The same team previously demonstrated the bowing motion of the computer-generated, three-dimensional characters enhanced their perceived attractiveness.

This time they carried out experiments to rate how simple nodding and head shaking affected perceived impressions of personality.

Short video clips of the figures nodding, shaking their head or staying motionless were shown to 49 men and women aged 18 or over.

The Japanese participants then rated their attractiveness, likeability and approachability on a scale of 0 to 100.

Professor Jun-ichiro Kawahara, of Hokkaido University in Sapporo, said: "Our study also demonstrated nodding primarily increased likeability attributable to personality traits, rather than to physical appearance,"

He said head shaking had no effect on the ratings for likeability and approachability.

In many countries nodding is a communicative signal meaning approval and head shaking denial.

Prof Kawahara said: "The results showed the nodding head motion significantly increased ratings of subjective likability and approachability relative to those of the shaking or control conditions, whereas the shaking motion did not influence the ratings.

"Furthermore it was shown a nodding head motion of the computer-generated models primarily increased likeability attributable to personality traits rather than to physical appearance.

"We concluded head nodding motion is treated as information regarding approach-related motivations and enhances perceived likeability."

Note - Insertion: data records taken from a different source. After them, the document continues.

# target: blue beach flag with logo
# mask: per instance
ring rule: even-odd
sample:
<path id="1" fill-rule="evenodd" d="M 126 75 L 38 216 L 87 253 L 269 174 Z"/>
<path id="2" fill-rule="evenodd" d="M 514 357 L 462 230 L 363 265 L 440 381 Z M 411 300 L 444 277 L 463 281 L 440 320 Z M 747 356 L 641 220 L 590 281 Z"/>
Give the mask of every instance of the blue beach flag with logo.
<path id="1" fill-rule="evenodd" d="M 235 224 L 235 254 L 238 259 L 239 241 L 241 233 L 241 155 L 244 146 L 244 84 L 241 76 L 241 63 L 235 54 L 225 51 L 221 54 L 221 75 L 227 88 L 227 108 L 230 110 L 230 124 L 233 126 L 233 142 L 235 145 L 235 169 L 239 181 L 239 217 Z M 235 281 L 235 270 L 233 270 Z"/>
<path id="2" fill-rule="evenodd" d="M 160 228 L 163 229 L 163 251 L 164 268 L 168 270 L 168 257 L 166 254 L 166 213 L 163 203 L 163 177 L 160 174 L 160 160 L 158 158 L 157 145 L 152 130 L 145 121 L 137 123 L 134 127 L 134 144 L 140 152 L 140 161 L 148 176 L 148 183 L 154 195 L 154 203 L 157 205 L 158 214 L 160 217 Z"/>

Prof Kawahara and co-author Prof Takayuki Osugi, of Yamagata University, said the study is the the first to show merely observing a person's subtle head motions can change initial impressions.

But Prof Kawahara said: "Generalising these results requires a degree of caution because computer-generated female faces were used to manipulate head motions in our experiments.

"Further study involving male figures, real faces and observers from different cultural backgrounds is needed to apply these findings to real-world situations."

Earlier this month President Trump greeted 83 year-old Emperor Akihito and Empress Michiko in Tokyo with a genteel handshake and nod, but no bow.

This avoided the pitfall of President Obama who was criticised by Americans for his deep bow to the monarch in 2009.

After the meeting, Trump shook hands again, and tapped the emperor's arm repeatedly with his left hand. "Thank you for the great meeting", he told Akihito. "I'm sure we will meet again".

Obama also faced criticism from a different quarter - etiquette experts - who noted he combined a bow with an handshake.

This is not done in Japan traditionally, whether meeting the emperor or anyone else.

Trump nodded his head slightly - but did not bend at the waist.

When 6-foot, 2-inch Obama visited the Imperial Palace he made a grand gesture by bowing at the waist to the 5-foot, 5-inch Akihito. Trump is the same height as Obama.